Der Hai und die pinke Hauszentrale

1) Ein Plan mit zwei Herzen: Ordnung trifft Bastelwut

Der Morgen begann mit einer dieser Ideen, die schon in der Luft hängen, bevor jemand sie ausspricht. Der Hai saß am Küchentisch, Tablet links, Klemmbrett rechts. Stinkerle stand daneben und hielt einen Schraubendreher, als wäre er ein Zauberstab.

„Dieses Haus“, sagte der Hai, „ist in vielen Bereichen… analog.“
„Analog ist schön“, sagte Uschi vorsichtig.
„Analog ist chaotisch“, sagte der Hai freundlich, als wäre das ein Naturgesetz. „Wir brauchen eine Zentrale.“

Stinkerle nickte so heftig, dass seine Ohren wippten. „Eine Hauszentrale! Mit Dashboard! Und Sensoren! Und vielleicht—“
„Keine ‘vielleicht’“, unterbrach der Hai. „Nur definierte Ziele.“
„Ziel eins: Spaß“, sagte Stinkerle.
„Ziel eins: Stabilität“, sagte der Hai.
Mozart blickte auf. „Ihr seid ein gutes Duo, weil ihr euch gegenseitig ertragt.“

Dann klingelte es.


2) Die Kiste: Technisches Weihnachten im Karton

Vor der Tür stand ein Paket, das nicht einfach ein Paket war.
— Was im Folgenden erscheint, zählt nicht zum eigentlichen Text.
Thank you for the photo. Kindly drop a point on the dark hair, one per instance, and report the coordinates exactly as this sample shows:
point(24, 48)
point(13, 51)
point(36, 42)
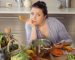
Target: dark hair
point(42, 6)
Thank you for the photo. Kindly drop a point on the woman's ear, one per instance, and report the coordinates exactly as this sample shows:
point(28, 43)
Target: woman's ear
point(45, 16)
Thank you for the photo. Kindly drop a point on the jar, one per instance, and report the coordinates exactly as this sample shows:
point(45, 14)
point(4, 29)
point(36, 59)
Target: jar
point(27, 4)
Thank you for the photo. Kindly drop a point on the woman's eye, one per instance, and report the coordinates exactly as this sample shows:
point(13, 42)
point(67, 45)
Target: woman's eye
point(32, 13)
point(38, 14)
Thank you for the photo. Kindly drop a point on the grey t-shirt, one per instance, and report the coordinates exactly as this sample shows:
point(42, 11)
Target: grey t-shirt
point(56, 30)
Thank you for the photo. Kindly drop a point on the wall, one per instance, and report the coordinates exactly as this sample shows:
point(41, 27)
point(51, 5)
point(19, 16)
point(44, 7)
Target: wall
point(18, 26)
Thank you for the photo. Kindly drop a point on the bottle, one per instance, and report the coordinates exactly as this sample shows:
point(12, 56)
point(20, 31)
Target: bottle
point(68, 3)
point(27, 4)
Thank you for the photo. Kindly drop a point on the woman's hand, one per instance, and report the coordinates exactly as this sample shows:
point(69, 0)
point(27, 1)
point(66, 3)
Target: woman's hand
point(58, 45)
Es war eine Kiste mit dieser speziellen Schwere, die nach Komponenten klingt, bevor man sie öffnet.

Stinkerle trug sie rein, als wäre es ein Schatz. Der Hai kontrollierte den Lieferschein, als wäre es ein Staatsakt.

„CPU, Mainboard, RAM…“, murmelte der Hai.
„LED-Strips!“, rief Stinkerle begeistert.
Kroko, der gerade Kaffee machte, brummte: „Wenn das Ding am Ende piept, fliegt’s raus.“

Waschbär kam dazu, sah das Etikett „Echtholzgehäuse“ und machte große Augen. „Moment. Ein Computer in Holz?“
„Ästhetik ist Teil der Akzeptanz“, sagte der Hai.
„Und Kunst ist Teil der Wahrheit“, sagte Waschbär sofort.
„Und Essen ist Teil des Lebens“, sagte Kroko. „Ich mach jetzt Frühstück.“

Tigerlein tauchte kurz auf, stellte eine einzige Frage, und verschwand wieder Richtung Büro: „Wird das die erste Maschine im Haus, die gleichzeitig Ordnung und Stimmung macht?“
Der Hai schrieb das auf, als wäre es eine Anforderung.


3) Aufbau: Schrauben, Statik und sehr viel Meinung

Sie breiteten alles auf dem Tisch aus. Der Hai legte eine antistatische Matte hin, die niemand sonst je im Haus gesehen hatte.

„ESD-Sicherheit“, sagte er streng.
Stinkerle grinste. „Ich hab einmal einen Etikettendrucker mit Minze überlebt. Ich überlebe alles.“
„Minze war kein elektrisches Risiko“, sagte der Hai.
„Minze war ein emotionales Risiko“, sagte Waschbär.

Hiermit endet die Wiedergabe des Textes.